CHERYL WILLS: He was a veteran, and she provided proof of such through his discharge certificate. And she gives it to the federal government. They deny her, because they see her as a second-, third-class citizen. “Why should we give it to you?” They really meant it for the white widows. She hired a lawyer. She hired a lawyer. A former slave girl hired a lawyer and demanded to be heard and respected as a wife and a mother in these United States. That blew my mind. I’ve seen people give up for much less. She couldn’t even sign her name on the bottom of those depositions. She signed it with an “X.” She didn’t even know what the deposition said. And you’re looking at one of them right now. She couldn’t read a word of it. But she had the presence of mind—you know, I tell audiences, Amy, that illiteracy does not mean you are stupid. There’s a big difference between being illiterate and being ignorant. She was illiterate, yes, but she was brilliant. And she demanded that the federal government, a great, big institution that she, in body, could not dare take on, but in spirit, she challenged them and said, “You will respect my husband’s legacy.”

AMY GOODMAN: And when they challenge whether these nine children were theirs, saying, “Well, how do we know when they were born?”

CHERYL WILLS: “How do we know?” Right. She pulled out the Bible that someone had given her. And when she was about 17 years old—because we never know her true age, because she didn’t know her birthday—but when she was about 17 years old and started having children with her husband, she had the people who once owned her write in her family Bible the name and birth date of every child, beginning with William Wills, who was born February 3rd, 1870. Now, one might say, “What a sophisticated thing for her to do, considering she didn’t know her own birthday, her husband didn’t know his birthday, her mother didn’t know her birthday, and all the way back.” But she knew that she stood at a very historic apex in history. She knew that she had crossed this transition where she is now the first mother in her family to have children and be able to keep them. This is why I don’t understand how people sympathize with people who wanted to maintain slavery. This woman is special, because she could have a child and keep it for the rest of her life. This is a God-given right.

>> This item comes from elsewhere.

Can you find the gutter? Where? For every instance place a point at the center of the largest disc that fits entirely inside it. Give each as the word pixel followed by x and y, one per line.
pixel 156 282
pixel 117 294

AMY GOODMAN: Cheryl Wills, have you ever seen this Bible?

CHERYL WILLS: This will be my next book, when I find this Bible. I even write in my book, I believe this Bible, this precious document, will be directed to me someday. You don’t throw out Bibles. You don’t throw out holy books, no matter what—a Torah, a Qur’an, a Bible. You do not throw them out for the trash. You put it away in an attic, no matter how old it is. This Bible is somewhere. And I will find it. I believe Emma will somehow get it to me, because she knows how precious it is to me, how it changed her granddaughter in the 21st century, how it touched me and how I’m using her story to touch people. I tell this story everywhere.

And I tell people, most importantly, Amy, remember your grandparents. They lived in a society—whether it’s your grandmother, your great-grandfather or whatever—they lived in a society that said, “You don’t matter.” Now, their children cannot echo that sentiment. Their children have to say, “The world may say you’re a footnote in history, but we, your children, say you mattered. You matter. Your name should be repeated.” And it’s up to us now, with the click of a mouse, to go online. It’s available in the census. Africans were counted in the U.S. Census starting in 1870, because, prior to that, they were not counted because they were property. It would be “male, black,” and the approximate age. But 1870, we start to see their names. We start to see where they live. And I encourage people, go find that name and speak that name and find that story and be inspired by it, and teach your children, so we will stop seeing children walk around with their pants hanging down literally showing their behinds to the world—literally showing their behinds to the world, because they do not know their legacy. If they knew their legacy, they would pick their—pull their pants up and hold their heads high and know they came from honorable people who did great things in this country.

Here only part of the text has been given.